7. La société Universal Jobber a été placée en liquidation judiciaire par jugement du 4 décembre 2019, la Selarl Bally M.J étant désignée liquidateur judiciaire.
Examen des moyens
Sur le premier moyen, pris en sa première branche, du pourvoi n° N 18-23.451, en tant que celle-ci fait grief à l'arrêt de dire que la société Future Home, en commercialisant des produits sans l'accord de la société Françoise Saget, a commis une faute contractuelle et de la condamner, in solidum avec les sociétés Universal Jobber, Aglaé et Choisy-C, à payer à titre de dommages-intérêts à la société Françoise Saget les sommes de 50 000 euros pour atteinte à ses droits moraux et de 200 000 euros pour atteinte à ses droits patrimoniaux et sur le même moyen, pris en ses deuxième et troisième branches, sur les deuxième et troisième moyens du même pourvoi, ainsi que sur le premier moyen, pris en sa seconde branche, du pourvoi n° X 18-22.011, ci-après annexés
La chambre commerciale, économique et financière de la Cour de cassation a délibéré sur ces moyens, sur l'avis de M. Douvreleur, avocat général, après débats à l'audience publique du 26 janvier 2021, où étaient présents Mme Mouillard, président, M. Mollard, conseiller rapporteur, Mme Darbois, conseiller, et Mme Labat, greffier de chambre.
8. En application de l'article 1014, alinéa 2, du code de procédure civile, il n'y a pas lieu de statuer par une décision spécialement motivée sur ces moyens qui ne sont manifestement pas de nature à entraîner la cassation.
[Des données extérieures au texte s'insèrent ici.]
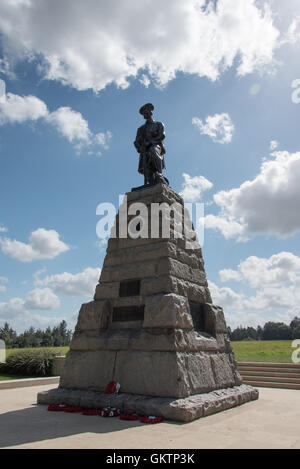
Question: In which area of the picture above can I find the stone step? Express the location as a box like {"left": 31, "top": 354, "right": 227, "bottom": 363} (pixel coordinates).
{"left": 242, "top": 380, "right": 300, "bottom": 390}
{"left": 37, "top": 384, "right": 259, "bottom": 423}
{"left": 238, "top": 365, "right": 300, "bottom": 374}
{"left": 0, "top": 376, "right": 59, "bottom": 390}
{"left": 241, "top": 374, "right": 300, "bottom": 384}
{"left": 238, "top": 362, "right": 300, "bottom": 389}
{"left": 239, "top": 370, "right": 300, "bottom": 379}
{"left": 238, "top": 362, "right": 300, "bottom": 369}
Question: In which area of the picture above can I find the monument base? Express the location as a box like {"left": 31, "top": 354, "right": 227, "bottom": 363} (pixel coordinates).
{"left": 37, "top": 384, "right": 258, "bottom": 422}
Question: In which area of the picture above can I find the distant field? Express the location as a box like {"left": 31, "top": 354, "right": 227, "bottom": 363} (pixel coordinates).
{"left": 232, "top": 340, "right": 295, "bottom": 363}
{"left": 5, "top": 346, "right": 69, "bottom": 358}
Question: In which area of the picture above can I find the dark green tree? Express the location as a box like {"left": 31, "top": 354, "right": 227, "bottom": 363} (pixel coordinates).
{"left": 262, "top": 322, "right": 292, "bottom": 340}
{"left": 0, "top": 322, "right": 18, "bottom": 348}
{"left": 292, "top": 325, "right": 300, "bottom": 339}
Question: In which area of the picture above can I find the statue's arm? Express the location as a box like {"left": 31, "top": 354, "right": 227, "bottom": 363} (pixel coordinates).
{"left": 134, "top": 127, "right": 144, "bottom": 153}
{"left": 159, "top": 122, "right": 166, "bottom": 142}
{"left": 150, "top": 122, "right": 165, "bottom": 145}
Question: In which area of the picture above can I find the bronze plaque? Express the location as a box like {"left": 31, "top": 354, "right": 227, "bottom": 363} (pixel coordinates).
{"left": 119, "top": 280, "right": 141, "bottom": 297}
{"left": 189, "top": 301, "right": 205, "bottom": 332}
{"left": 112, "top": 305, "right": 144, "bottom": 322}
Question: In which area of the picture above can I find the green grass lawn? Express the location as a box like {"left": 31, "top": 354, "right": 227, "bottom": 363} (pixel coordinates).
{"left": 5, "top": 346, "right": 69, "bottom": 358}
{"left": 232, "top": 340, "right": 295, "bottom": 363}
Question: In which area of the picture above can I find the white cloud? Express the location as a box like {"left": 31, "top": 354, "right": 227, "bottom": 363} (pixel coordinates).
{"left": 209, "top": 280, "right": 245, "bottom": 311}
{"left": 205, "top": 150, "right": 300, "bottom": 239}
{"left": 180, "top": 173, "right": 213, "bottom": 202}
{"left": 0, "top": 228, "right": 70, "bottom": 262}
{"left": 25, "top": 287, "right": 60, "bottom": 310}
{"left": 192, "top": 113, "right": 234, "bottom": 144}
{"left": 211, "top": 251, "right": 300, "bottom": 327}
{"left": 139, "top": 74, "right": 151, "bottom": 88}
{"left": 0, "top": 225, "right": 8, "bottom": 233}
{"left": 208, "top": 280, "right": 263, "bottom": 328}
{"left": 33, "top": 268, "right": 47, "bottom": 283}
{"left": 220, "top": 252, "right": 300, "bottom": 288}
{"left": 0, "top": 304, "right": 65, "bottom": 333}
{"left": 0, "top": 0, "right": 281, "bottom": 92}
{"left": 209, "top": 279, "right": 300, "bottom": 328}
{"left": 0, "top": 297, "right": 26, "bottom": 319}
{"left": 46, "top": 106, "right": 112, "bottom": 154}
{"left": 218, "top": 268, "right": 243, "bottom": 283}
{"left": 203, "top": 214, "right": 247, "bottom": 241}
{"left": 94, "top": 131, "right": 112, "bottom": 150}
{"left": 0, "top": 92, "right": 48, "bottom": 125}
{"left": 0, "top": 93, "right": 112, "bottom": 154}
{"left": 0, "top": 57, "right": 16, "bottom": 80}
{"left": 12, "top": 312, "right": 68, "bottom": 334}
{"left": 0, "top": 287, "right": 65, "bottom": 332}
{"left": 270, "top": 140, "right": 279, "bottom": 151}
{"left": 280, "top": 16, "right": 300, "bottom": 46}
{"left": 35, "top": 267, "right": 101, "bottom": 297}
{"left": 46, "top": 106, "right": 90, "bottom": 144}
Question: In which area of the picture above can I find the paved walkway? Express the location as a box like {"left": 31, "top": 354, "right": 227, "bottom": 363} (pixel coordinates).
{"left": 0, "top": 384, "right": 299, "bottom": 449}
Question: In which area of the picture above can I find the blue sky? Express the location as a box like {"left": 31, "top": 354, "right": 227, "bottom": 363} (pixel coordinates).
{"left": 1, "top": 0, "right": 300, "bottom": 332}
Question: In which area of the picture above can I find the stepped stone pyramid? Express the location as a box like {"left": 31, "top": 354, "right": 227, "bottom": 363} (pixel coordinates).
{"left": 38, "top": 183, "right": 258, "bottom": 421}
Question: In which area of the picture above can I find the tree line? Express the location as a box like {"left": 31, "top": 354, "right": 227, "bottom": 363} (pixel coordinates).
{"left": 0, "top": 320, "right": 72, "bottom": 348}
{"left": 1, "top": 317, "right": 300, "bottom": 348}
{"left": 228, "top": 317, "right": 300, "bottom": 341}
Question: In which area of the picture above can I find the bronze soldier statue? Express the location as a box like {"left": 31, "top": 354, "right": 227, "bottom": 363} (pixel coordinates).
{"left": 134, "top": 103, "right": 168, "bottom": 186}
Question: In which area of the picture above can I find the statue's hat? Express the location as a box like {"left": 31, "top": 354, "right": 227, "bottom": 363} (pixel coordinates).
{"left": 139, "top": 103, "right": 154, "bottom": 115}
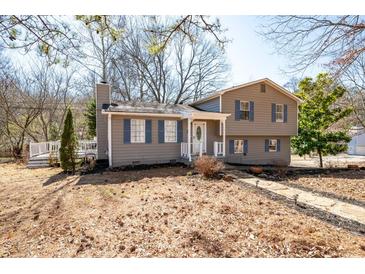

Sur le deuxième moyen, pris en sa troisième branche, du pourvoi n° N 18-23.451, en tant que celle-ci fait grief à l'arrêt de relever l'existence d'actes de contrefaçon des noms de collection, sans relever l'usage de ces noms de collection par aucune des parties
9. En application de l'article 1014, alinéa 2, du code de procédure civile, il n'y a pas lieu de statuer par une décision spécialement motivée sur ce grief qui n'est manifestement pas de nature à entraîner la cassation.
Sur le premier moyen, pris en sa première branche, du pourvoi n° X 18-22.011 et le deuxième moyen, pris en sa troisième branche, du pourvoi n° N 18-23.451, en tant que celle-ci fait grief à l'arrêt de relever l'existence d'actes de contrefaçon des noms de collection, sans expliciter en quoi ces noms portaient l'empreinte de la personnalité de leur auteur, réunis
Enoncé des moyens
10. Par son premier moyen, pris en sa première branche, la société Universal Jobber fait grief à l'arrêt de dire qu'elle a commis des actes de contrefaçon de marque et de droit d'auteur et, en conséquence, de la condamner, in solidum avec les sociétés Future Home, Aglaé, prise en la personne de son liquidateur, et Choisy-C, à payer à titre de dommages-intérêts à la société Françoise Saget la somme de 50 000 euros pour atteinte à ses droits moraux et celle de 200 000 euros pour atteinte à ses droits patrimoniaux, et d'ordonner la fixation de ces sommes au passif de la liquidation de la société [Aglaé], alors « que, dans ses conclusions d'appel, la société Universal Jobber faisait valoir que les noms de collection litigieux n'étaient pas protégés au titre du droit d'auteur faute de porter l'empreinte de la personnalité de leur auteur ; qu'en se bornant à affirmer que les noms des collections étaient arbitraires, singuliers, originaux, sans expliciter, ainsi qu'elle y était invitée, en quoi ces noms porteraient l'empreinte de la personnalité de leur auteur, la cour d'appel a violé l'article 455 du code de procédure civile. »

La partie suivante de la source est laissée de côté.